Apprendre à jouer: Comment apprendre la ludicité aux enfants. Une perspective interactionnelle
Heike Baldauf-Quilliatre  1  , Isabel Colón De Carvajal  2@  
1 : Interactions, Corpus, Apprentissages, Représentations  (ICAR)  -  Site web
École Normale Supérieure [ENS] - Lyon, INRP, Ecole Normale Supérieure Lettres et Sciences Humaines, Université Lumière - Lyon II, CNRS : UMR5191, École Normale Supérieure (ENS) - Lyon
5, av Pierre Mendès-France 69676 BRON CEDEX -  France
2 : Interactions, Corpus, Apprentissages, Représentations  (ICAR)  -  Site web
École Normale Supérieure - Lyon, Université Lumière - Lyon II, CNRS : UMR5191
5, av Pierre Mendès-France 69676 BRON CEDEX -  France

Dans cette communication, nous nous proposons d'examiner la co-construction du jeu dans une interaction de jeu de société entre parents et (jeunes) enfants. Nous focalisons plus particulièrement sur la complexité des cadres de participation (Goffman 1981, Goodwin & Goodwin 2004) et la manière dont les participant.e.s construisent l'interaction comme ludique.

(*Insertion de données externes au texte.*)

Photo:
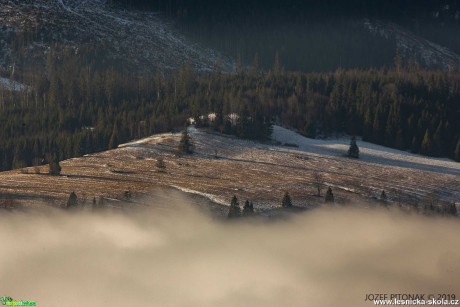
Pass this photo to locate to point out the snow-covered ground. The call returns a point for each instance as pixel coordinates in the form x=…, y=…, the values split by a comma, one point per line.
x=368, y=152
x=431, y=54
x=146, y=40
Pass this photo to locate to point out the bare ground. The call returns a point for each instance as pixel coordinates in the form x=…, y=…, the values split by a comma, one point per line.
x=222, y=166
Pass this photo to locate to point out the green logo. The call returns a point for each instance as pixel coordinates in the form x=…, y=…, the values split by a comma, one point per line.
x=8, y=301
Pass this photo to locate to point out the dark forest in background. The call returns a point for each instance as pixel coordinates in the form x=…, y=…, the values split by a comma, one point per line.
x=307, y=35
x=76, y=106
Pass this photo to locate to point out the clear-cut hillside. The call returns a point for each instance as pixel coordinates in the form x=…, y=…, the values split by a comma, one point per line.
x=224, y=166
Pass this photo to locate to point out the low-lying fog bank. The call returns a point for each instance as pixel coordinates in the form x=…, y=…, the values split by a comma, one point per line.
x=184, y=258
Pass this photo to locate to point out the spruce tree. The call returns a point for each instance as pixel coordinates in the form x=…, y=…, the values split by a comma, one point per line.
x=55, y=168
x=383, y=197
x=248, y=208
x=160, y=164
x=353, y=151
x=185, y=143
x=457, y=151
x=329, y=198
x=72, y=201
x=234, y=210
x=114, y=142
x=286, y=202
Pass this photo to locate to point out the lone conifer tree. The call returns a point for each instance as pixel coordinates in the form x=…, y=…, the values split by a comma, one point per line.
x=286, y=202
x=235, y=210
x=55, y=168
x=452, y=209
x=353, y=151
x=383, y=197
x=457, y=151
x=248, y=208
x=72, y=201
x=329, y=198
x=161, y=164
x=185, y=143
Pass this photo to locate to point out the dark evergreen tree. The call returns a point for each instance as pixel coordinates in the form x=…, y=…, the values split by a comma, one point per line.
x=160, y=164
x=114, y=141
x=457, y=151
x=286, y=202
x=383, y=197
x=329, y=198
x=452, y=209
x=248, y=209
x=185, y=143
x=72, y=201
x=353, y=151
x=234, y=210
x=55, y=168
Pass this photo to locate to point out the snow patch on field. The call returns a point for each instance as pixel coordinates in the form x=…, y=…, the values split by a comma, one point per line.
x=369, y=152
x=208, y=196
x=12, y=85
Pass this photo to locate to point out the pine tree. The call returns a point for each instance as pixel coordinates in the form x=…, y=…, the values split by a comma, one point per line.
x=114, y=142
x=427, y=144
x=235, y=210
x=329, y=198
x=55, y=168
x=452, y=209
x=185, y=143
x=72, y=201
x=286, y=202
x=457, y=151
x=353, y=151
x=248, y=209
x=160, y=164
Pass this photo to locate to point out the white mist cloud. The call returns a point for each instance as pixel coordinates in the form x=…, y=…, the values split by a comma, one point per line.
x=181, y=257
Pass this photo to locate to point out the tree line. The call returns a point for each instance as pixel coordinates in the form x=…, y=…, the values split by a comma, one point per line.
x=75, y=107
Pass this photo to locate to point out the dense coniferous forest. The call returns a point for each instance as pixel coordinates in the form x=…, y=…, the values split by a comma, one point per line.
x=77, y=107
x=307, y=35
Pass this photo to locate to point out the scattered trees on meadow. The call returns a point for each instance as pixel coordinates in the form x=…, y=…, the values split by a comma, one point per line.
x=286, y=202
x=318, y=182
x=185, y=143
x=248, y=209
x=79, y=107
x=235, y=210
x=72, y=201
x=55, y=167
x=353, y=151
x=383, y=197
x=160, y=164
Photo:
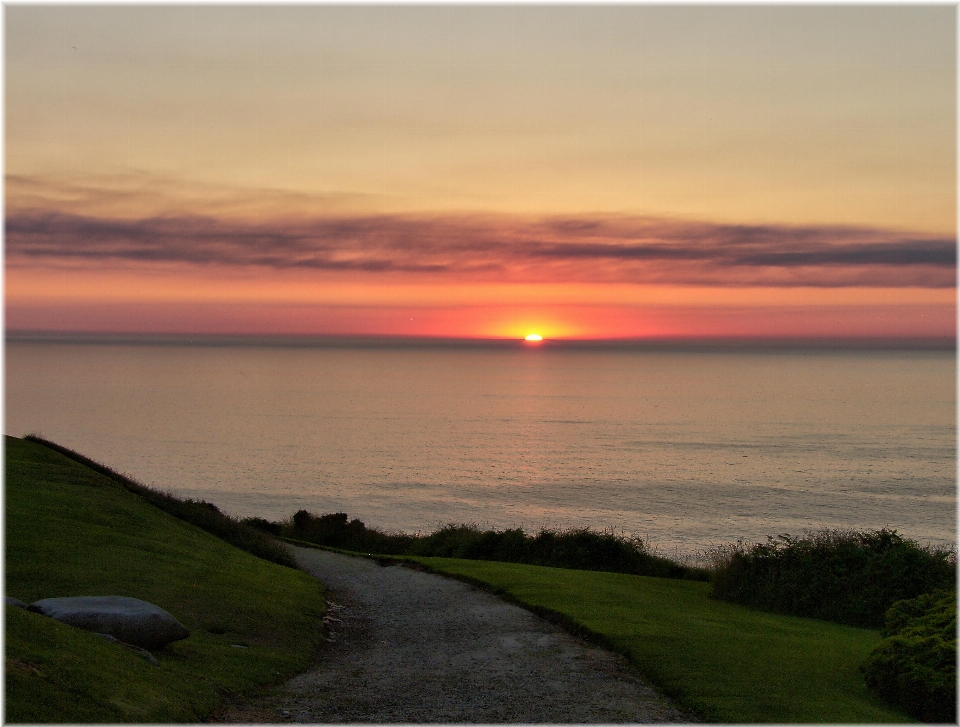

Notre analyse se situe dans le cadre méthodologique de l'analyse conversationnelle et a été réalisée dans le cadre du projet ASLAN JouEs! (Jouer Ensemble: Pratiques interactionnelles du jeu). Nous présenterons une étude de cas d'une interaction d'une famille composée des deux parents et trois enfants, réunis autour d'une grande table et jouant pendant 45 minutes à différents jeux de société (jeux de cartes et jeux de plateau).

Nos données montrent que jouer ensemble n'est pas une capacité innée, mais une pratique qui s'apprend. En jouant avec leurs enfants, les parents n'expliquent pas uniquement les règles du jeu et ne veillent pas seulement au bon déroulement des parties, ils montrent également en quoi consiste jouer ensemble. Pour faire cela, ils agissent dans des cadres de participation complexes: D'un côté, les parents accomplissent simultanément les rôles de joueurs qui incarnent un personnage dans le jeu et d'instructeurs qui guident les enfants d'une perspective externe, les encourageant à accomplir les actions suivantes, à continuer à jouer etc. De l'autre côté, ils montrent que l'interaction et ainsi d'éventuelles compétitions sont ludiques. Les enfants, quant à eux, répondent soit au joueur comme co-participant dans le jeu, soit au parent comme co-joueur. Dans les deux cas, ils peuvent accepter ou rejeter le guidage.

L'analyse se situe dans l'axe 2 (Enjeux sociétaux). Elle vise à comprendre, dans un premier temps, l'interaction entre parents et enfants comme interaction intergénérationnelle avec différents enjeux des deux côtés. Nous nous appuyons ici sur des travaux interactionnels dans des situations de la vie courante (Goodwin 2007, Cekaite 2010, Goodwin/Cekaite 2013). La présence d'un objet (le jeu et ses composantes matérielles) et la focalisation de l'interaction sur une activité commune non-langagière (jouer) construisent une situation particulièrement intéressante. Dans un deuxième temps, l'étude cherche à participer à la description de la ludicité dans une perspective interactionnelle. Si la “société ludique” (Cotta 1980) semble caractériser nos sociétés occidentales contemporaines, comprendre en quoi consiste la ludicité dans l'interaction et par quelles pratiques elle est construite, permet de mieux répondre aux mises en garde alarmistes. Nos analyses sont liées à d'autres travaux sur d'autres situations montrant que la ludicité n'est pas une caractéristique de la situation (ou de la société), mais une co-construction locale des participant.e.s dans l'interaction (Ardington 2011, Waring 2012, Holt 2016).